Pharma firms continue drive to seafreight
02 / 02 / 2017
Pharma shippers are likely to continue to try to move away from a reliance on airfreight but will also look to outsource more of their supply chain operations.
Speaking at the Temperature Controlled Logistics event in London, pharmaceutical company Teva’s senior director, logistics Europe, Val Petursson, said that he viewed using airfreight, rather than less expensive seafreight, as a mistake in most cases.
Petursson said that airfreight was usually used in pharmaceutical supply chains because of internal issues such as low demand forecasting accuracy, problems with manufacturing or poor contracts with manufacturers.
“This is where we can do much, much better. If we want to benchmark ourselves against other industries like high-tech and automotive.
“We are paying millions and millions and millions just because we are too slow or lazy or misaligned,” he said.
However, he added that in certain cases there was a need to use airfreight.
“I definitely believe that there are segments in our industry that need and should be using airfreight, there is no question about it.
“For instance for inventory reasons, if your pallet costs $4m, you probably will not ship more than two or three pallets of that anyway.
“But I think in general, that airfreight is making a lot of money on other people’s mistakes and I think we can relatively quickly move away from that situation.”
Another shipper attendee at the event added that as well as high value small quantity shipments, airfreight also had a place for products with a limited shelf life and for the first batch of a new product.
Petursson is not the first pharma shipper to suggest that the industry should move away from airfreight in favour of seafreight.
Petursson was speaking as part of a wider presentation on how much of the pharmaceutical industry, especially larger global players, needed to switch from a transactional approach to supply chains, where a short term and price focused approach is adopted, to a more strategic approach to help create efficiencies.
Speaking in a later session, MSD associate director of supply chain management Ruud van der Geer said the need to adopt a more strategic approach to supply chains would lead to an increase in outsourcing of these activities.

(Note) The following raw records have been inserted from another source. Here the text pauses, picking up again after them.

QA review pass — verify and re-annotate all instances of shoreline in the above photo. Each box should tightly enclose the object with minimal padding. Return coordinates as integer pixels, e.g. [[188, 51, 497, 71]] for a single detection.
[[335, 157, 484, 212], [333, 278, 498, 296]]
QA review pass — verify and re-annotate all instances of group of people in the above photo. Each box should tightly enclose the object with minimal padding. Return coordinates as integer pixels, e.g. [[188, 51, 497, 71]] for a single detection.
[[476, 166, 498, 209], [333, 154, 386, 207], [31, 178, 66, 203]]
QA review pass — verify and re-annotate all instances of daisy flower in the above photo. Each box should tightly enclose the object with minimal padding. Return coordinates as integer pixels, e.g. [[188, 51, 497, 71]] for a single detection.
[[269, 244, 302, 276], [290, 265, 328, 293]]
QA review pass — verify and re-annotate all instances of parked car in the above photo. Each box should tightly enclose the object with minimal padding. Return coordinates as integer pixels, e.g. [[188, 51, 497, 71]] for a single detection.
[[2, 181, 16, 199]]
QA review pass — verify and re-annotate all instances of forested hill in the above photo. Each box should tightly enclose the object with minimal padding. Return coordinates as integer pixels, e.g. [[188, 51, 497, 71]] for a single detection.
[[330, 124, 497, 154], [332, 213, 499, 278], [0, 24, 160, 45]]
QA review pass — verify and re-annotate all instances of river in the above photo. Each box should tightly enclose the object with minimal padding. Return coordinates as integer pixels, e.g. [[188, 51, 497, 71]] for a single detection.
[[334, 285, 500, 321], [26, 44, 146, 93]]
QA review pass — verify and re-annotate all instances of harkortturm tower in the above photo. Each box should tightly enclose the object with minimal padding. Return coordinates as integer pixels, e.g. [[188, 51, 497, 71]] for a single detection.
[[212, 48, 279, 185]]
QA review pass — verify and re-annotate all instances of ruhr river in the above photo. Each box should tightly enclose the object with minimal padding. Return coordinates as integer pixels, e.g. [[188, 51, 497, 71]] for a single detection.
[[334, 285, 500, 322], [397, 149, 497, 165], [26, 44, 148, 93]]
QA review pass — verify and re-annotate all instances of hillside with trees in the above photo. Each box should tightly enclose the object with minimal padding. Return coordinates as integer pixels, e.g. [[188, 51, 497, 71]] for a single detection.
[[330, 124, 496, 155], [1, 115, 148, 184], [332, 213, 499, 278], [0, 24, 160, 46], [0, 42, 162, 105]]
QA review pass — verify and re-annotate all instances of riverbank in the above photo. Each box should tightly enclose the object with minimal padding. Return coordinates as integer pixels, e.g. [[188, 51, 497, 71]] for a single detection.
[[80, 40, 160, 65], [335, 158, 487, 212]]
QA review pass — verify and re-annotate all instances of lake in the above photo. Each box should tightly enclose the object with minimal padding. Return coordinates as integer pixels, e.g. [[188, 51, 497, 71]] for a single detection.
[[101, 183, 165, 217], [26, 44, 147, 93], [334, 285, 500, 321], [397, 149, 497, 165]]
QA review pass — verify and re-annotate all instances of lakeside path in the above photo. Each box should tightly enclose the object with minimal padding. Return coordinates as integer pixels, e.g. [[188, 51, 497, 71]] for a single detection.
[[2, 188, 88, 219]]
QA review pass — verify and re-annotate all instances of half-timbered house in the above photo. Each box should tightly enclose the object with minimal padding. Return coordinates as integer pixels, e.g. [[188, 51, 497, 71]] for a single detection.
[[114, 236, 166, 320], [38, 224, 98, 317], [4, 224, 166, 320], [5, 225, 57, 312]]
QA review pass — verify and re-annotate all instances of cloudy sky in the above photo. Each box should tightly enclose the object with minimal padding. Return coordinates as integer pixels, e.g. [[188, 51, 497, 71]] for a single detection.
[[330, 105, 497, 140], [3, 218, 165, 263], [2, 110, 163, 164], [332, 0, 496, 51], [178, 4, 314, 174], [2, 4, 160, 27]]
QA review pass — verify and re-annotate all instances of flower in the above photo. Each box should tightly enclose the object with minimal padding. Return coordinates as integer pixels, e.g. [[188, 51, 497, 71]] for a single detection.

“We see a positive trend in trusting our partners more than we did in the past, where big pharma companies would want to have control over the end-to-end supply chain.
“We are not at the level where we feel we can outsource everything, but there is definitely a trend in outsourcing the logistics aspects.”
He later explained that while there was an initial cost to outsourcing, supply chain companies were able to consolidate volumes to create efficiencies and could also offer a more standardized service across the whole supply chain, rather than various locations each running their own logistics operations in a different way.
Another future trend he identified was an increasing use of monitoring and data.
“We moved to 100% monitoring of all of our shipments, including room temperature products, which comes with a lot of data.
“We are now building on managing the data, learning from the data and we are seeing tools being developed to do that in a quicker fashion allowing us to react quicker than we did in the past.”